Business owners want their companies to succeed. While success is defined differently depending on whom you talk to, the most common goals center on growth, profitability and strategic operation.
If you can help clients achieve their core goals, you’ll acquire a bigger list of satisfied, long-term customers. This is not rocket science. So why are some B2B providers not yet getting it?
Far too many leaders are sending the wrong messages to prospective and existing customers. Business expert Stephen King talks about the four questions every B2B leadership team should ask about their business development approach.
1. Are Features Getting in the Way of Your Benefits?
“Too many value propositions start and end with features only,” warns King. “An effective explanation of the value you offer must include the benefits.” Businesses are laser-focused on outcomes (AKA, benefits), and don’t care much about features.
King continues, “For example, if we talk to our clients about the ‘most comprehensive back-office accounting services known to man,’ they yawn. But when we let them know they could redeploy two or three full-time employees elsewhere in their company, they are suddenly interested in learning more.”
One easy way to translate a feature into a benefit is to state the benefit, then add the words, “Which means that [blank].” You will find that the blank will naturally be filled in with the benefit.
2. How Compelling is Your ROI?
Once you gain a prospect’s attention by talking about profitable outcomes, how do you close the deal? By making an ironclad case for a financial return. If you can save the client money, show the math. If you can increase revenue, prove it. This is where case studies and client testimonials come in.
"Of course, the cost of your solution must be less than the promised benefit,” advises King. “If our accounting services were more expensive than the benefits they created, we would have very short and fruitless conversations with prospects.”
According to King, pricing is a huge consideration for your clients and your company. Is your price based on gut feel, or is it calculated commensurate with the value you create? The pricing equation must work for both parties, or the relationship will not be sustainable.
3. Are You Innovating, or Just Following Industry Tradition?

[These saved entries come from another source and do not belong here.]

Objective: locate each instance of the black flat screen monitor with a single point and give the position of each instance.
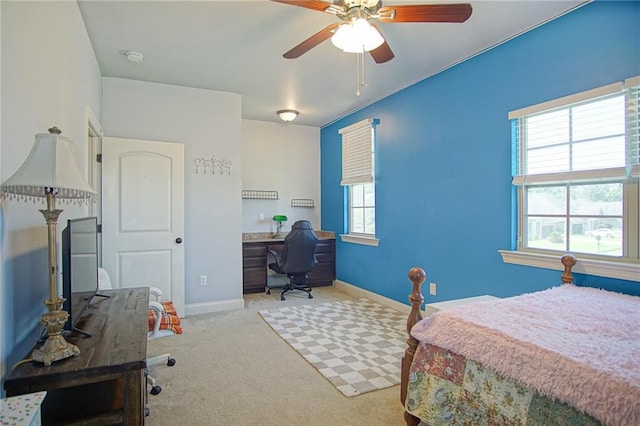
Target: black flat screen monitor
(79, 267)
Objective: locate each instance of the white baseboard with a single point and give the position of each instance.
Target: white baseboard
(355, 291)
(208, 308)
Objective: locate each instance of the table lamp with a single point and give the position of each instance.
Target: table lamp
(50, 172)
(279, 219)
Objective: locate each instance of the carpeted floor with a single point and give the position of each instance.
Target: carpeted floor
(356, 344)
(232, 369)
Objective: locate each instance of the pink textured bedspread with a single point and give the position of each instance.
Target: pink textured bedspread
(579, 345)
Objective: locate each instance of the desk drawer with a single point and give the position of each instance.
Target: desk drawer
(254, 251)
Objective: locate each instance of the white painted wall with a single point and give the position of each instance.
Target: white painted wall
(283, 158)
(49, 76)
(209, 124)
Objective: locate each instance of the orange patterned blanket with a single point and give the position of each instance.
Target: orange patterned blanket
(170, 319)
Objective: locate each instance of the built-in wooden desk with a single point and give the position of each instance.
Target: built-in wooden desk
(255, 259)
(105, 384)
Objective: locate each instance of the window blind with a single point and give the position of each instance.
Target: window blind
(357, 152)
(633, 122)
(592, 136)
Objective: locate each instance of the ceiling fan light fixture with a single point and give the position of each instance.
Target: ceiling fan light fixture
(357, 37)
(288, 114)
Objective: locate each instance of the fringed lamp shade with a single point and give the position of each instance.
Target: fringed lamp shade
(50, 166)
(50, 171)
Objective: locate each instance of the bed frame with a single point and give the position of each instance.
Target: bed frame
(417, 276)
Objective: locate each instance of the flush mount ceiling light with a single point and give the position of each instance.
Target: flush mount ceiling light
(287, 114)
(136, 57)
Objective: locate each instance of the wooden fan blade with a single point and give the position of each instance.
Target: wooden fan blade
(307, 4)
(311, 42)
(425, 13)
(382, 53)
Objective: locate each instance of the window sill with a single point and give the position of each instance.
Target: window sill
(360, 239)
(623, 271)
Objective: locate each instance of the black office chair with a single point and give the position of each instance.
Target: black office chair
(297, 258)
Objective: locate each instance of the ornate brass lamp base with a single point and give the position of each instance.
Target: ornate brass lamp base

Too many leaders, having come up through the ranks inside of a given industry, are products of the way things have always been done. Tradition can be a blessing and a curse, and with the current fast pace of change, too many well-established practices are becoming detrimental. “In our industry, accountants have traditionally provided tax and audit services, meaning they are score keepers after the game (tax year) has ended. What our clients really want, however, is for us to get on the field with them and help them score more points during the game,” says King.
The very definition of innovation is to break with tradition. But that break has to lead to something disruptive to your competition, and beneficial for your clients.

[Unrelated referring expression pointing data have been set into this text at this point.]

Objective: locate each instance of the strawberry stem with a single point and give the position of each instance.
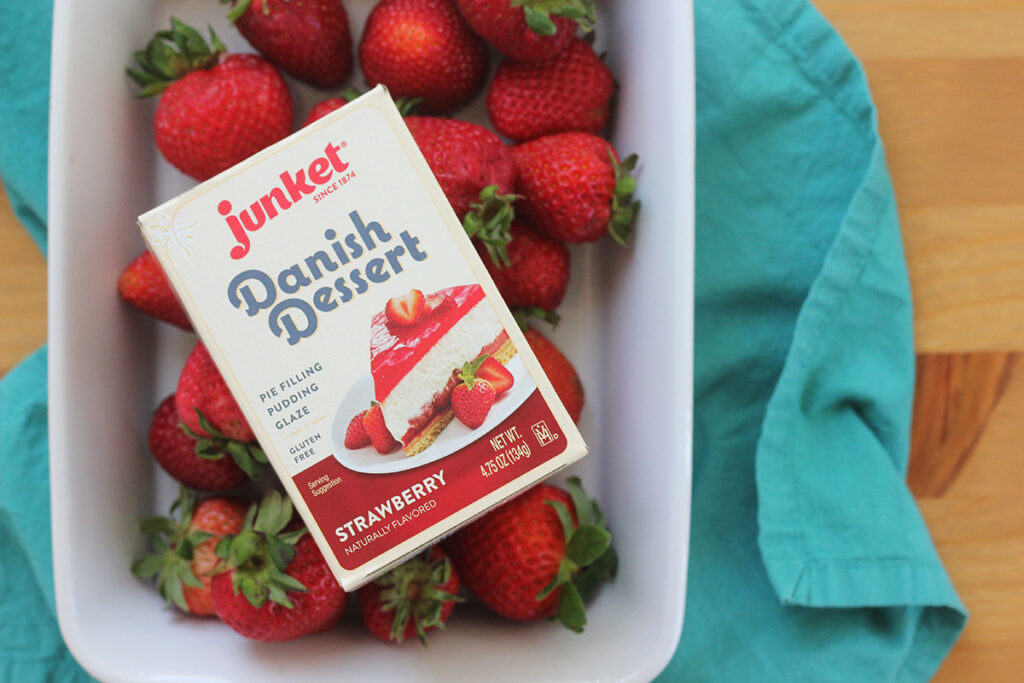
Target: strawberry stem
(538, 13)
(413, 591)
(250, 458)
(489, 220)
(589, 557)
(172, 549)
(260, 553)
(624, 207)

4. Are You on the Same Side of the Table with Your Clients?
This is where partnering and consultative selling come in. Think of the physical arrangement of the room where you present your sales pitch to a prospect. Most often, you probably sit across a desk or table from said prospect as you present. How would the dynamics of the relationship change if you physically moved to the same side of the table, and began working on business solutions elbow to elbow with your prospect? This is what you must do metaphorically as soon in the sales process as possible.
“When the client’s problems become our problems, the relationship quickly changes from provider/buyer to partner. That’s the power of focusing on a mutual goal, which is the creation of business value as defined by the client,” notes King.
How would your executive team answer these four questions? Will the answers help your client companies run better, grow faster and make more money?